Researchers have identified a master network of signaling molecules that acts like a "fuse box" to regulate the cellular effects of defective energy flow in mitochondrial respiratory chain diseases—a diverse set of difficult-to-treat genetic-based energy disorders.

Using the new knowledge, researchers showed that nicotinic acid, a form of vitamin B3, partially restores normal functioning in cells taken from patients with mitochondrial disease.

The study, from The Children's Hospital of Philadelphia (CHOP), suggests that the regulatory signaling network may offer a common avenue to target in the developing effective, personalized treatments for many mitochondrial energy disorders.


Mitochondria are tiny biological structures that act as cellular power plants, extracting energy from nutrients to drive the body. When mitochondria malfunction, they may impair the function of potentially any organ throughout the body, in an often bewildering variety of ways.

Mitochondrial disease can have widely varying effects and severity in different tissues, ranging from blindness to exercise intolerance to death, often wreaking progressive havoc over time in both children and adults.


"Finding a common cellular response reveals that some order exists in the chaos of these basic energy diseases," said study leader Marni J. Falk, M.D., director and attending physician in the Mitochondrial-Genetic Disease Clinic at CHOP. "Identifying the central factors regulating manifestations of mitochondrial disease is like troubleshooting a household electrical system: instead of analyzing problems that may occur at each individual light bulb or switch plate, we have located a central problem in the fuse box."

Falk and colleagues published their study today in the journal PLOS ONE.

Primary mitochondrial diseases directly interfere with the function of the respiratory chain (RC)—the highly conserved sequence of chemical reactions within mitochondria that generate energy from oxygen and nutrients.

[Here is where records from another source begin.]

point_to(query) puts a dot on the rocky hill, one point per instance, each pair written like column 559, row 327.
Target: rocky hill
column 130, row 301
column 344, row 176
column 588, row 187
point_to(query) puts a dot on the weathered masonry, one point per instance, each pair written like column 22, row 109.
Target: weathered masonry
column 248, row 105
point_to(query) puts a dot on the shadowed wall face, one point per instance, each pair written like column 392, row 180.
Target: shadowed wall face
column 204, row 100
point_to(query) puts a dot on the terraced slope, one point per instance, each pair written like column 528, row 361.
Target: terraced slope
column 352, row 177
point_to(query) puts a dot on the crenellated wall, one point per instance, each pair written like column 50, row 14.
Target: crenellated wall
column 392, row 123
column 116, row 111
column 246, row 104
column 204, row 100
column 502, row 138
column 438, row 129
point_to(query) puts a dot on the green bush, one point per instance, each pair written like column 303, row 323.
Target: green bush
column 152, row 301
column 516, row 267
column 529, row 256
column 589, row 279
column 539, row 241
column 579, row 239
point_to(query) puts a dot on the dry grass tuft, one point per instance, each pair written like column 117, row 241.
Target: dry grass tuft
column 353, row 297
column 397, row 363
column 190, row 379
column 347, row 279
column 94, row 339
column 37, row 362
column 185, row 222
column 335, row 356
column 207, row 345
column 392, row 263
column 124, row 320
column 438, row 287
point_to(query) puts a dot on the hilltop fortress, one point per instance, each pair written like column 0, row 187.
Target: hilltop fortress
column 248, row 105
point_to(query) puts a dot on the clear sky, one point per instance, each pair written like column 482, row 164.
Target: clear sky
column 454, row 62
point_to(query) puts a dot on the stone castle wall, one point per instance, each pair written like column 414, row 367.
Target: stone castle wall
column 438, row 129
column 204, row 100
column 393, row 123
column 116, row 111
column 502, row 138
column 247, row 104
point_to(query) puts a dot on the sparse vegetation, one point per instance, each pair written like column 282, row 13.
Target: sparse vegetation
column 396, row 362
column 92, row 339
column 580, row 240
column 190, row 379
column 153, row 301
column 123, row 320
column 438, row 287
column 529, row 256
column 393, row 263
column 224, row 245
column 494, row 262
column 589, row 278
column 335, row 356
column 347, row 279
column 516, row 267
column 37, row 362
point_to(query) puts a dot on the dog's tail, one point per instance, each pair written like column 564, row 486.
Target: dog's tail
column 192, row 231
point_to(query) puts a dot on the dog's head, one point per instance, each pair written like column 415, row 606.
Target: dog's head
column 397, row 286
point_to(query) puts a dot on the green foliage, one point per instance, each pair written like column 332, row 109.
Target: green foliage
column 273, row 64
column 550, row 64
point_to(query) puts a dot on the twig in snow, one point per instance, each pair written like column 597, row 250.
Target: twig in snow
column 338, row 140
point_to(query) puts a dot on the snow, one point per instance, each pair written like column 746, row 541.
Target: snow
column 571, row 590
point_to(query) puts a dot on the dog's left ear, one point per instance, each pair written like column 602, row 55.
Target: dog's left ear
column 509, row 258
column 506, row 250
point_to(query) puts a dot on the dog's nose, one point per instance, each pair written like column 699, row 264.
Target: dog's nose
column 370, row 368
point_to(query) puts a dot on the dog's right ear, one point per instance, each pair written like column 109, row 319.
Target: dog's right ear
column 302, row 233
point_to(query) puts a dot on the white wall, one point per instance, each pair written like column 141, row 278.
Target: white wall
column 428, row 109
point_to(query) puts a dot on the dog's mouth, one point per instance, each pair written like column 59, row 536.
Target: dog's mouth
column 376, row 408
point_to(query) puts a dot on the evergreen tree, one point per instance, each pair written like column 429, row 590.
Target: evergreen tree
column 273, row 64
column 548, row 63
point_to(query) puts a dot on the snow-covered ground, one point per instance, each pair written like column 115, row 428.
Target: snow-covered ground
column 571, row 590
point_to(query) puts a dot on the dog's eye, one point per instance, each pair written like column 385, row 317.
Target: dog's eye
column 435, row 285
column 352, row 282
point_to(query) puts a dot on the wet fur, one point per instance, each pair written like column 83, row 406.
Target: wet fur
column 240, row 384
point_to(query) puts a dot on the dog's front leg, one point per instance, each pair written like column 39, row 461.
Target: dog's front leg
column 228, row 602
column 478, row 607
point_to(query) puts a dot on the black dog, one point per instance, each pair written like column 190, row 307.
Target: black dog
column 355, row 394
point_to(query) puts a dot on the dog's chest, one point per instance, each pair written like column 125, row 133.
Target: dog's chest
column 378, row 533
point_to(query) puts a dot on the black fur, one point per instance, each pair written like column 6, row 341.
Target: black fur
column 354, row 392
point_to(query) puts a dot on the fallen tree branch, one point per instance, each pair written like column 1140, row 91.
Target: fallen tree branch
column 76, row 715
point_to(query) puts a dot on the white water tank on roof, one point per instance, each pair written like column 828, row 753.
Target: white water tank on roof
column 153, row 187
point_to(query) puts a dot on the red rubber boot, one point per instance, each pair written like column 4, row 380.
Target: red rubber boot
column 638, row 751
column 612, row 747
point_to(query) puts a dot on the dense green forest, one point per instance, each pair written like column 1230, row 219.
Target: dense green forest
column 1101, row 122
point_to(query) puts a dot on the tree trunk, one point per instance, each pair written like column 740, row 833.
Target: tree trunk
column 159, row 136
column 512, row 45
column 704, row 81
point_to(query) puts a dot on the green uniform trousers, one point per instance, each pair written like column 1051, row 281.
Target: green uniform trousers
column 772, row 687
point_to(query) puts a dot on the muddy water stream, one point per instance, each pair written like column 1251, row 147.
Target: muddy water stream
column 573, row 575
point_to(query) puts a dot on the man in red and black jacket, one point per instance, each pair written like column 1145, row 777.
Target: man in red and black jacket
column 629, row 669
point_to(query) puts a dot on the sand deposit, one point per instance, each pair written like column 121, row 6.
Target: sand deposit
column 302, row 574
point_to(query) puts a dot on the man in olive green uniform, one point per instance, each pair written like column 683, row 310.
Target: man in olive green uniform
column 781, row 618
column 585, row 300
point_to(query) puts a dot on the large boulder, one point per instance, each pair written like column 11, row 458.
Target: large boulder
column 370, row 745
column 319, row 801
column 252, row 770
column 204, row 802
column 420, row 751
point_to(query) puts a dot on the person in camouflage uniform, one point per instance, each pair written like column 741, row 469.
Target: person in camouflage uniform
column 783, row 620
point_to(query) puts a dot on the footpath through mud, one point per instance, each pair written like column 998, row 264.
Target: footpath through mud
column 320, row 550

"There are hundreds of different individual reasons for RC malfunction," said Falk, "but we identified a common cellular response—an integrated, nutrient-sensing signaling network—that recognizes when energy flow is impaired. That response alters a host of biological pathways, and in many tissues, those secondary biochemical changes are actually contributing to the symptoms of disease."

RC malfunction in mitochondrial disease may cause symptoms such as seizures, strokes, blindness, heart disease, progressive muscle weakness, or vulnerability to infections, among other problems. No cure exists, and most current treatments for RC diseases are largely ineffective.

In the current study, Falk and colleagues analyzed cellular responses in human skeletal muscle and skin cell lines, finding that RC disease disrupted crucial biological pathways controlled by a handful of master signaling factors: FOXO, PPAR, sirtuins, AMPK, and mTORC1. All of these factors are integral components of cellular signaling networks that sense nutrient availability and regulate growth.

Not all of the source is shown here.